The first stop on a hypothetical summer travel itinerary based on the transcendental architectural projects of Hiroshi Sugimoto would be The Glass Tea House Mondrian, as installed at the Palace of Versailles outside of Paris, France between October 2018 and February 2019 for ‘Sugimoto Versailles; Surface de Révolution.’
“I like to think that this tea house was built by Mondrian after he heard Sen no Rikyû speaking to him through the singing of the birds,” said Sugimoto at the time of the exhibition.
From there we’d make our way to the Enoura Observatory overlooking Sagami Bay at the Odawara Art Foundation. The centerpiece, Sugimoto’s Optical Glass Stage, was built to catch the light on the morning of the winter solstice—but monuments to both solstices sit nearby. The Summer Solstice Light-Worship 100-Meter Gallery (which is 100 meters above the sea, and 100 meters in length) and the Winter Solstice Light-Worship Tunnel/Light Well.

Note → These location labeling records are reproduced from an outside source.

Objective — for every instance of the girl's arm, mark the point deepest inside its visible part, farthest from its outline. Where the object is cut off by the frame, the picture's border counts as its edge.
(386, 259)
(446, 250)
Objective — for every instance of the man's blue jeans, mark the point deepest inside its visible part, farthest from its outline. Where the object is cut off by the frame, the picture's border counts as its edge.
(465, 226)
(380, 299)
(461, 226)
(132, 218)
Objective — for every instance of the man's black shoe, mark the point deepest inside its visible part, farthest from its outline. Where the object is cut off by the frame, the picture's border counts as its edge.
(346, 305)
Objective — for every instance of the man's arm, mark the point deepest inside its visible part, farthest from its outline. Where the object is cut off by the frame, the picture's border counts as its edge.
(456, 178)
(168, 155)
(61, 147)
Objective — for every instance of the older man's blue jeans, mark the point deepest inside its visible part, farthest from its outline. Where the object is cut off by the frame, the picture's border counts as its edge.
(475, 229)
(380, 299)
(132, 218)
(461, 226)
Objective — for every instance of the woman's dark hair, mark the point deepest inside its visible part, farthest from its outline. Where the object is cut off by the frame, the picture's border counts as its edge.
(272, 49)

Of this site, Sugimoto has said: “My goal in making this complex was to reconnect people, visually and mentally, with the oldest of human memories.”
And finally, the Confession of Zero at Castello di Ama in Tuscany, Siena in Italy. This marble and steel sculpture is based on the mathematical model for the number zero.
“The realm of zero lies in that narrow interstice where the two points confront one another here in this eighteenth-century chapel where the mathematical model has taken up its discreet residence,” says Sugimoto. “Examine that invisible point with proper care for there can be found the mystery of existence.”